Egads. Spare Me.

Published at 16:00 on 24 February 2020

First, the whole Sanders/Castro flap. Kiss Florida goodbye, Bernie. It is simply not possible to state anything even remotely positive about Castro without pushing the hot buttons of most Cuban-Americans. That the statement was in context of criticism of Castro’s authoritarianism matters not. That the Castro regime does in fact have its positive accomplishments, amongst them the ones Sanders cited, also matters not. Logic matters not when strong emotions come into play.

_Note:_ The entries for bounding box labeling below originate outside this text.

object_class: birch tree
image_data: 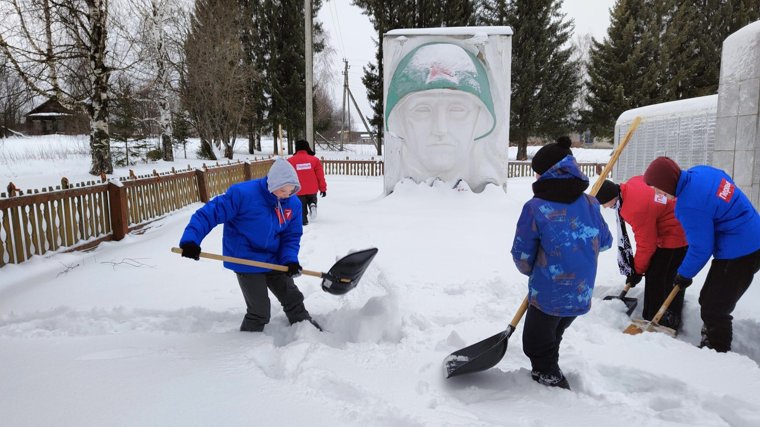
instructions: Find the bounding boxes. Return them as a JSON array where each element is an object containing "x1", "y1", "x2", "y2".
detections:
[{"x1": 0, "y1": 0, "x2": 113, "y2": 175}]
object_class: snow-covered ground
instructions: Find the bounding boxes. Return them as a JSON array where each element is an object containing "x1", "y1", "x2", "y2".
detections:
[{"x1": 0, "y1": 137, "x2": 760, "y2": 426}]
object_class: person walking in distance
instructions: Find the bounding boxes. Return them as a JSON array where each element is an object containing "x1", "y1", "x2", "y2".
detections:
[
  {"x1": 288, "y1": 139, "x2": 327, "y2": 225},
  {"x1": 644, "y1": 157, "x2": 760, "y2": 352},
  {"x1": 179, "y1": 157, "x2": 321, "y2": 332}
]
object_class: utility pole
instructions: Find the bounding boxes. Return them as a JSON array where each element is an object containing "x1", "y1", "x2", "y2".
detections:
[
  {"x1": 340, "y1": 58, "x2": 382, "y2": 155},
  {"x1": 303, "y1": 0, "x2": 315, "y2": 151}
]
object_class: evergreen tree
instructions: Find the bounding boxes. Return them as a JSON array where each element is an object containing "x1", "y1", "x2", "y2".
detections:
[
  {"x1": 661, "y1": 0, "x2": 760, "y2": 101},
  {"x1": 502, "y1": 0, "x2": 580, "y2": 160},
  {"x1": 255, "y1": 0, "x2": 324, "y2": 152},
  {"x1": 354, "y1": 0, "x2": 475, "y2": 150},
  {"x1": 476, "y1": 0, "x2": 509, "y2": 25}
]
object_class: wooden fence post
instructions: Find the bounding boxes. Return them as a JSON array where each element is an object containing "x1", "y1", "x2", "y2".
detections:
[
  {"x1": 195, "y1": 169, "x2": 208, "y2": 203},
  {"x1": 108, "y1": 181, "x2": 129, "y2": 240}
]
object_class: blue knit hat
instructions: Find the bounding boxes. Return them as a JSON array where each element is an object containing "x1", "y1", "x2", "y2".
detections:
[{"x1": 385, "y1": 43, "x2": 496, "y2": 140}]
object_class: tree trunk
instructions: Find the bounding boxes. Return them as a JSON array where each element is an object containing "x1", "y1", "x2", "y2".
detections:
[
  {"x1": 515, "y1": 137, "x2": 528, "y2": 160},
  {"x1": 89, "y1": 2, "x2": 113, "y2": 175},
  {"x1": 248, "y1": 120, "x2": 256, "y2": 154}
]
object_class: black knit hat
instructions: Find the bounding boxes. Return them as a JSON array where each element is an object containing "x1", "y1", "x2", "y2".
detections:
[
  {"x1": 596, "y1": 179, "x2": 620, "y2": 205},
  {"x1": 296, "y1": 139, "x2": 314, "y2": 156},
  {"x1": 530, "y1": 136, "x2": 573, "y2": 175}
]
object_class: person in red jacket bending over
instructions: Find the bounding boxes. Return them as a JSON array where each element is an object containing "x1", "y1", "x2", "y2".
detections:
[
  {"x1": 596, "y1": 175, "x2": 688, "y2": 330},
  {"x1": 288, "y1": 139, "x2": 327, "y2": 225}
]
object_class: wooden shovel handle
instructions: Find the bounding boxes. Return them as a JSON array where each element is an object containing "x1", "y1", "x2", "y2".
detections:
[
  {"x1": 509, "y1": 296, "x2": 528, "y2": 329},
  {"x1": 172, "y1": 248, "x2": 324, "y2": 278},
  {"x1": 589, "y1": 116, "x2": 641, "y2": 196}
]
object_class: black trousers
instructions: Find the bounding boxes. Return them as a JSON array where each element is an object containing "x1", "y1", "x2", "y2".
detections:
[
  {"x1": 298, "y1": 194, "x2": 317, "y2": 225},
  {"x1": 699, "y1": 250, "x2": 760, "y2": 352},
  {"x1": 641, "y1": 246, "x2": 688, "y2": 326},
  {"x1": 237, "y1": 271, "x2": 311, "y2": 331},
  {"x1": 523, "y1": 305, "x2": 575, "y2": 374}
]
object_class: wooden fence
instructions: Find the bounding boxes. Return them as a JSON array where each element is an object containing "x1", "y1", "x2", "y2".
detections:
[
  {"x1": 507, "y1": 160, "x2": 605, "y2": 178},
  {"x1": 0, "y1": 160, "x2": 272, "y2": 267},
  {"x1": 321, "y1": 158, "x2": 385, "y2": 176},
  {"x1": 0, "y1": 159, "x2": 604, "y2": 267}
]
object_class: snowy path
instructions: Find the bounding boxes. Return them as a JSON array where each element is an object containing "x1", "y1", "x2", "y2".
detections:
[{"x1": 0, "y1": 177, "x2": 760, "y2": 426}]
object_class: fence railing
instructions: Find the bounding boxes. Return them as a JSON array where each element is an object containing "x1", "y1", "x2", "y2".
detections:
[
  {"x1": 321, "y1": 159, "x2": 385, "y2": 176},
  {"x1": 0, "y1": 160, "x2": 272, "y2": 267},
  {"x1": 0, "y1": 159, "x2": 604, "y2": 267}
]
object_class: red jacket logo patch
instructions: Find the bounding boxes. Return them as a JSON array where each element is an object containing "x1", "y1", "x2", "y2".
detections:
[
  {"x1": 274, "y1": 208, "x2": 293, "y2": 224},
  {"x1": 716, "y1": 178, "x2": 736, "y2": 202}
]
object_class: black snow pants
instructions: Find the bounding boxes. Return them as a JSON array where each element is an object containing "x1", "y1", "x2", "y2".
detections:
[
  {"x1": 523, "y1": 305, "x2": 575, "y2": 375},
  {"x1": 641, "y1": 246, "x2": 688, "y2": 330},
  {"x1": 699, "y1": 250, "x2": 760, "y2": 352},
  {"x1": 237, "y1": 271, "x2": 311, "y2": 332}
]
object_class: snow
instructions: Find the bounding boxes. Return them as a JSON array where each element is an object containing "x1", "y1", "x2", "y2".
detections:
[
  {"x1": 615, "y1": 95, "x2": 718, "y2": 126},
  {"x1": 720, "y1": 21, "x2": 760, "y2": 84},
  {"x1": 0, "y1": 136, "x2": 760, "y2": 426},
  {"x1": 385, "y1": 26, "x2": 513, "y2": 36}
]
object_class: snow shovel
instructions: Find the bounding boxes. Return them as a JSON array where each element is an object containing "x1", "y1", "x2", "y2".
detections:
[
  {"x1": 443, "y1": 297, "x2": 528, "y2": 378},
  {"x1": 172, "y1": 248, "x2": 377, "y2": 295},
  {"x1": 604, "y1": 283, "x2": 639, "y2": 316},
  {"x1": 623, "y1": 285, "x2": 681, "y2": 338}
]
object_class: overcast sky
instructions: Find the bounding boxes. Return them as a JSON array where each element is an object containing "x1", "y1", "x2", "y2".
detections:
[{"x1": 318, "y1": 0, "x2": 615, "y2": 130}]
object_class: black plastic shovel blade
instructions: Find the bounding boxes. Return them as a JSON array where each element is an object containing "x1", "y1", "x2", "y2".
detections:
[
  {"x1": 322, "y1": 248, "x2": 377, "y2": 295},
  {"x1": 604, "y1": 295, "x2": 639, "y2": 316},
  {"x1": 443, "y1": 325, "x2": 515, "y2": 378}
]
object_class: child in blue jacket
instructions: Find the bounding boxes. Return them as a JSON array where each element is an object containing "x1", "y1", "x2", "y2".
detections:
[
  {"x1": 179, "y1": 157, "x2": 320, "y2": 332},
  {"x1": 512, "y1": 137, "x2": 612, "y2": 389},
  {"x1": 644, "y1": 157, "x2": 760, "y2": 352}
]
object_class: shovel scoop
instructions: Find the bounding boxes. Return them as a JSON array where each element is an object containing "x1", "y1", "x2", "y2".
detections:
[
  {"x1": 604, "y1": 283, "x2": 639, "y2": 316},
  {"x1": 321, "y1": 248, "x2": 377, "y2": 295},
  {"x1": 172, "y1": 248, "x2": 377, "y2": 295},
  {"x1": 623, "y1": 285, "x2": 681, "y2": 338}
]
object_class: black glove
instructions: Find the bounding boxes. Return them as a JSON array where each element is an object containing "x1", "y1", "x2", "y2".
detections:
[
  {"x1": 625, "y1": 272, "x2": 644, "y2": 288},
  {"x1": 285, "y1": 262, "x2": 303, "y2": 279},
  {"x1": 673, "y1": 274, "x2": 692, "y2": 289},
  {"x1": 179, "y1": 242, "x2": 201, "y2": 261}
]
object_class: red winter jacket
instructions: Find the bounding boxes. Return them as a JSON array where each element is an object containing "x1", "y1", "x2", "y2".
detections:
[
  {"x1": 620, "y1": 175, "x2": 687, "y2": 274},
  {"x1": 288, "y1": 150, "x2": 327, "y2": 196}
]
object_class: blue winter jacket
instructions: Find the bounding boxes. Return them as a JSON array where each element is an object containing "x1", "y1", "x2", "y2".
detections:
[
  {"x1": 180, "y1": 159, "x2": 303, "y2": 273},
  {"x1": 675, "y1": 166, "x2": 760, "y2": 278},
  {"x1": 512, "y1": 156, "x2": 612, "y2": 317}
]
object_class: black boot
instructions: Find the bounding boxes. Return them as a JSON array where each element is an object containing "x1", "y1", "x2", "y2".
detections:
[
  {"x1": 290, "y1": 317, "x2": 324, "y2": 332},
  {"x1": 660, "y1": 310, "x2": 681, "y2": 332},
  {"x1": 240, "y1": 319, "x2": 264, "y2": 332},
  {"x1": 530, "y1": 371, "x2": 570, "y2": 390}
]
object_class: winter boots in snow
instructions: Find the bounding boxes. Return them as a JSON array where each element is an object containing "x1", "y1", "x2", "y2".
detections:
[
  {"x1": 699, "y1": 324, "x2": 733, "y2": 353},
  {"x1": 291, "y1": 317, "x2": 324, "y2": 332},
  {"x1": 530, "y1": 371, "x2": 570, "y2": 390},
  {"x1": 659, "y1": 310, "x2": 681, "y2": 332},
  {"x1": 240, "y1": 318, "x2": 324, "y2": 332}
]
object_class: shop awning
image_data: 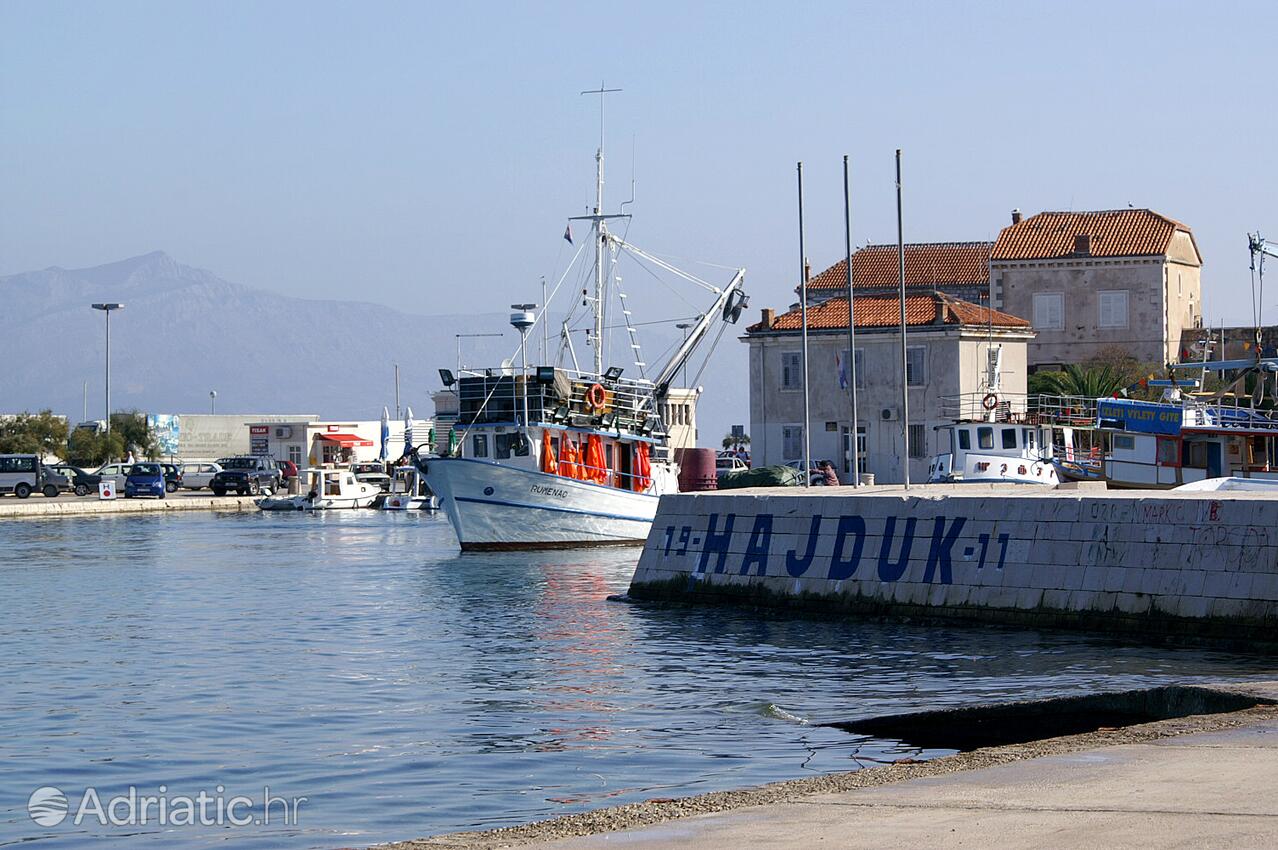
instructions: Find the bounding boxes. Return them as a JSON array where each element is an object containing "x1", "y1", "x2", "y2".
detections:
[{"x1": 317, "y1": 433, "x2": 373, "y2": 449}]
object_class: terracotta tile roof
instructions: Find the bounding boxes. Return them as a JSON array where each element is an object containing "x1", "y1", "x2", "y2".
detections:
[
  {"x1": 990, "y1": 210, "x2": 1194, "y2": 261},
  {"x1": 745, "y1": 293, "x2": 1030, "y2": 334},
  {"x1": 795, "y1": 242, "x2": 994, "y2": 291}
]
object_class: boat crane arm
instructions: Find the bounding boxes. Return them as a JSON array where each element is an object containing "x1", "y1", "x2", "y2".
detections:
[
  {"x1": 653, "y1": 268, "x2": 748, "y2": 399},
  {"x1": 1247, "y1": 233, "x2": 1278, "y2": 266}
]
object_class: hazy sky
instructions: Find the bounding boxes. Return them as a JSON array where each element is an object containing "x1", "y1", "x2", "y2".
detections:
[{"x1": 0, "y1": 0, "x2": 1278, "y2": 322}]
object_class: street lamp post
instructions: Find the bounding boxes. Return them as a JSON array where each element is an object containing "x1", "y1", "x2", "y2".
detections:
[
  {"x1": 89, "y1": 302, "x2": 124, "y2": 433},
  {"x1": 510, "y1": 304, "x2": 537, "y2": 442}
]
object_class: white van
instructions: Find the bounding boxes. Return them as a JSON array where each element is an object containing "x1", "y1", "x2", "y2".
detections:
[{"x1": 0, "y1": 455, "x2": 58, "y2": 498}]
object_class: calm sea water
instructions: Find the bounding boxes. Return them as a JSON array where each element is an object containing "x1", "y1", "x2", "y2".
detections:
[{"x1": 0, "y1": 511, "x2": 1270, "y2": 847}]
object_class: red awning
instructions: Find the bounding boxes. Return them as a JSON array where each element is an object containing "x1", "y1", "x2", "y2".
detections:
[{"x1": 318, "y1": 433, "x2": 373, "y2": 449}]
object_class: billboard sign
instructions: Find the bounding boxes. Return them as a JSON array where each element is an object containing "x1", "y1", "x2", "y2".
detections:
[{"x1": 147, "y1": 413, "x2": 181, "y2": 458}]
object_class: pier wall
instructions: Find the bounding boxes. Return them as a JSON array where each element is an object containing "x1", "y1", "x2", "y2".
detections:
[{"x1": 630, "y1": 488, "x2": 1278, "y2": 640}]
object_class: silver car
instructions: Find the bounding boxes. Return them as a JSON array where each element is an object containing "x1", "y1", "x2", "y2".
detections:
[{"x1": 181, "y1": 461, "x2": 222, "y2": 490}]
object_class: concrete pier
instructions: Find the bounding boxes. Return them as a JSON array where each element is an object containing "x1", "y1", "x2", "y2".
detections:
[
  {"x1": 630, "y1": 484, "x2": 1278, "y2": 642},
  {"x1": 385, "y1": 683, "x2": 1278, "y2": 850},
  {"x1": 0, "y1": 492, "x2": 261, "y2": 519}
]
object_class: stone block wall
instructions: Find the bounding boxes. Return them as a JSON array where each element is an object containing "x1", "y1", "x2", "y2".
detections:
[{"x1": 630, "y1": 491, "x2": 1278, "y2": 640}]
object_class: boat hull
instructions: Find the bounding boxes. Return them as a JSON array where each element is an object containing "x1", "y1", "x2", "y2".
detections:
[{"x1": 426, "y1": 458, "x2": 658, "y2": 551}]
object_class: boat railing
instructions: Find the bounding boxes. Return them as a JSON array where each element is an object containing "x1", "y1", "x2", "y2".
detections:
[
  {"x1": 458, "y1": 368, "x2": 661, "y2": 432},
  {"x1": 941, "y1": 392, "x2": 1097, "y2": 428}
]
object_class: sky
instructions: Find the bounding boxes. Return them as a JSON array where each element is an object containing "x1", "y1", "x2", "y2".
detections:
[{"x1": 0, "y1": 0, "x2": 1278, "y2": 327}]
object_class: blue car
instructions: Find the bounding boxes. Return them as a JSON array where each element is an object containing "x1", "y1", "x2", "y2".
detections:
[{"x1": 124, "y1": 463, "x2": 165, "y2": 498}]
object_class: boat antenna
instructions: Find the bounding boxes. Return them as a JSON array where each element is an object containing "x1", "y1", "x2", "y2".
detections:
[{"x1": 581, "y1": 82, "x2": 621, "y2": 375}]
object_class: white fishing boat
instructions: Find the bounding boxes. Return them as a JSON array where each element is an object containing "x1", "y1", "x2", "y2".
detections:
[
  {"x1": 417, "y1": 89, "x2": 748, "y2": 551},
  {"x1": 254, "y1": 468, "x2": 382, "y2": 511},
  {"x1": 928, "y1": 389, "x2": 1097, "y2": 487}
]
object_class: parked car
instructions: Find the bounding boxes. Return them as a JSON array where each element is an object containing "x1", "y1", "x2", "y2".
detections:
[
  {"x1": 93, "y1": 464, "x2": 130, "y2": 490},
  {"x1": 350, "y1": 463, "x2": 391, "y2": 493},
  {"x1": 40, "y1": 467, "x2": 74, "y2": 498},
  {"x1": 181, "y1": 461, "x2": 222, "y2": 490},
  {"x1": 160, "y1": 464, "x2": 181, "y2": 493},
  {"x1": 208, "y1": 455, "x2": 280, "y2": 496},
  {"x1": 786, "y1": 460, "x2": 826, "y2": 484},
  {"x1": 714, "y1": 451, "x2": 750, "y2": 473},
  {"x1": 51, "y1": 464, "x2": 102, "y2": 496},
  {"x1": 0, "y1": 455, "x2": 60, "y2": 498},
  {"x1": 124, "y1": 461, "x2": 169, "y2": 498}
]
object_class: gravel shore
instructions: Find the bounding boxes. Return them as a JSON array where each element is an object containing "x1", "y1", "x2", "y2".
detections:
[{"x1": 377, "y1": 685, "x2": 1278, "y2": 850}]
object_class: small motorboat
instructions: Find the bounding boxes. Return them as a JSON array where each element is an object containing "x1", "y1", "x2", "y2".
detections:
[
  {"x1": 382, "y1": 465, "x2": 440, "y2": 510},
  {"x1": 256, "y1": 468, "x2": 382, "y2": 510}
]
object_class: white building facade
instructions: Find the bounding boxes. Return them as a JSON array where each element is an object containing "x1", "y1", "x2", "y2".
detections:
[{"x1": 743, "y1": 293, "x2": 1034, "y2": 483}]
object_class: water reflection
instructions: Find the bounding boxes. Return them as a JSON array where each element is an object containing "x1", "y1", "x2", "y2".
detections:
[{"x1": 0, "y1": 513, "x2": 1268, "y2": 847}]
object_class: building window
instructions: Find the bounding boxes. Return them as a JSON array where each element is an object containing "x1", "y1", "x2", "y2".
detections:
[
  {"x1": 838, "y1": 348, "x2": 865, "y2": 390},
  {"x1": 1034, "y1": 293, "x2": 1065, "y2": 331},
  {"x1": 781, "y1": 352, "x2": 803, "y2": 390},
  {"x1": 1097, "y1": 289, "x2": 1127, "y2": 327},
  {"x1": 781, "y1": 426, "x2": 803, "y2": 460},
  {"x1": 910, "y1": 424, "x2": 928, "y2": 458},
  {"x1": 905, "y1": 345, "x2": 928, "y2": 386}
]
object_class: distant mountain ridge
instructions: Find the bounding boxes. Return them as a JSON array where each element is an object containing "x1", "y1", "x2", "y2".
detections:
[{"x1": 0, "y1": 251, "x2": 745, "y2": 445}]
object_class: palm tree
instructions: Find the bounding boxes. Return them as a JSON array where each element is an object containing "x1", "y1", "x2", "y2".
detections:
[{"x1": 1034, "y1": 363, "x2": 1128, "y2": 399}]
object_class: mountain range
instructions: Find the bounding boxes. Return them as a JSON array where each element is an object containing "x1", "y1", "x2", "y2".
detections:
[{"x1": 0, "y1": 252, "x2": 746, "y2": 437}]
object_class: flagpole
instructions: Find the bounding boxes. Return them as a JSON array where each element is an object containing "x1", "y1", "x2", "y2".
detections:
[
  {"x1": 799, "y1": 162, "x2": 812, "y2": 487},
  {"x1": 896, "y1": 148, "x2": 910, "y2": 490},
  {"x1": 843, "y1": 153, "x2": 861, "y2": 487}
]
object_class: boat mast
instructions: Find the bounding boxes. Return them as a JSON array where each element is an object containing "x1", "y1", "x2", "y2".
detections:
[
  {"x1": 581, "y1": 82, "x2": 621, "y2": 375},
  {"x1": 594, "y1": 144, "x2": 608, "y2": 375}
]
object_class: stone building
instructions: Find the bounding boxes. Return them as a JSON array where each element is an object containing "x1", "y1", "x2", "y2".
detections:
[
  {"x1": 795, "y1": 242, "x2": 994, "y2": 305},
  {"x1": 741, "y1": 293, "x2": 1034, "y2": 482},
  {"x1": 989, "y1": 210, "x2": 1203, "y2": 372}
]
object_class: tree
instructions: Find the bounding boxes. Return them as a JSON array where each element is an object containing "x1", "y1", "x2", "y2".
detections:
[
  {"x1": 111, "y1": 410, "x2": 160, "y2": 460},
  {"x1": 1030, "y1": 363, "x2": 1130, "y2": 399},
  {"x1": 66, "y1": 428, "x2": 125, "y2": 469},
  {"x1": 0, "y1": 410, "x2": 66, "y2": 458}
]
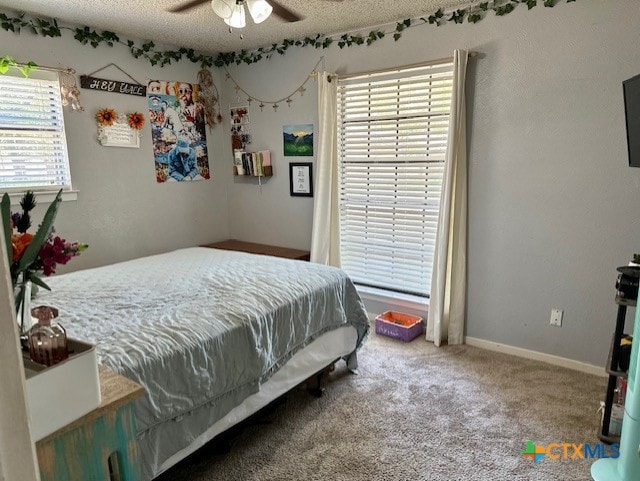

Next, Bloomberg is planning to spend millions in an attempt to damage Sanders. It is simply not possible for a billionaire to say anything to the backers of a candidate whose entire marketing premise is that the “billionaire class” has too much power that would persuade them to change their minds. It doesn’t matter how many awful and self-destructive things Sanders does; nobody in his base is going to pay attention to criticism coming from a billionaire. In fact, the criticism will probably make Sanders stronger; he will be able to point to its source as evidence that he is genuinely the threat to the power of the economic elite that he claims he is. The only candidates capable of effectively criticizing Sanders as the ones who are not themselves billionaires.

Both of these points are so blindingly obvious that I was shocked when I learned what Bernie had done and what Bloomberg was planning to do. Shocked and dismayed. A weak candidate, one likely to fail in November, is leading in the polls and just about to get stronger. Just great.